I didn’t know this as a kid. I just laughed at the movie, and watched it every time it came on television. I couldn’t tell you why it was funny; I just knew it was funny.
Later on when I decided to give myself heart and soul to improv, I discovered that Bill Murray improved large swaths of Dr. Venkman, his character in the movie.
It was a summer holiday, and I decided to watch it, specifically observing for Bill Murray’s performance, trying to see if I could catch where he was improvising.
Bill Murray was Dr. Peter Venkman, a sly, charming, confident, charismatic parapsychologist who was unfazed by any task (except for dealing with Slimer). It’s simply amazing, his performance.
I was a chump; I realized I didn’t know shit about improv. (What was I thinking? Who did I think I was?). I realized how much I didn’t know about improv and how much more there was to learn.
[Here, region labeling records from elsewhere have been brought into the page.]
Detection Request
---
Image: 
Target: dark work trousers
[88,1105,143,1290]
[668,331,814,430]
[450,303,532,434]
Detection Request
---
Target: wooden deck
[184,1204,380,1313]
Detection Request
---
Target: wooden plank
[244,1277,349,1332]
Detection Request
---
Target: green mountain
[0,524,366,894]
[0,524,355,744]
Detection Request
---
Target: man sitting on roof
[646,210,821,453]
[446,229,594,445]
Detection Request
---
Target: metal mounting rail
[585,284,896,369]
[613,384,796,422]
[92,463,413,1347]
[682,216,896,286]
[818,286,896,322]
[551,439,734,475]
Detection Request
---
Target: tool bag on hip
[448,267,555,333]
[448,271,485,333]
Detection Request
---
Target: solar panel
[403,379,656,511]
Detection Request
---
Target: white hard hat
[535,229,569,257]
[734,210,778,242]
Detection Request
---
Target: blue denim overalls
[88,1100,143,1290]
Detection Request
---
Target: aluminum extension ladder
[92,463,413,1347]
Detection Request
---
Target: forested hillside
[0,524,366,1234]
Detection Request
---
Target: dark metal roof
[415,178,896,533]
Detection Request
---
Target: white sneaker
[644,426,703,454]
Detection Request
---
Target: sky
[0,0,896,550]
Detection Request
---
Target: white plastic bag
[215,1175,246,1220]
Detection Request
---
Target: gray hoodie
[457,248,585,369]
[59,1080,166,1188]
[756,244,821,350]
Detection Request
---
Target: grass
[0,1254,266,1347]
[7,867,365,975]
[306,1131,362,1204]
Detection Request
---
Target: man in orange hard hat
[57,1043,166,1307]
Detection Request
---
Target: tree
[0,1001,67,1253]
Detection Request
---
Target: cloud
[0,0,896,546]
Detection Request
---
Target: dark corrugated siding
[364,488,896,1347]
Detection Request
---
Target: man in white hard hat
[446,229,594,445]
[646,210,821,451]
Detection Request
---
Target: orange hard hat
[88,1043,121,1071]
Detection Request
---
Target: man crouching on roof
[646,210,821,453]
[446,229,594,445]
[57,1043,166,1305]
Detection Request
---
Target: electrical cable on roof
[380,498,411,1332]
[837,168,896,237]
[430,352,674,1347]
Here’s my main conclusion: I couldn’t tell you what was improv and what was scripted. If you can convince your audience that what you just improvised was scripted, then you have achieved something amazing.
Yes, I know that there was a script and an outline for the character of Dr. Venkman, but Bill Murray took the character and made it his own, exceeding the boundaries of the script and creating something so completely original and spontaneous that it’s become myth. And for that, thank you. Happy Birthday, Bill.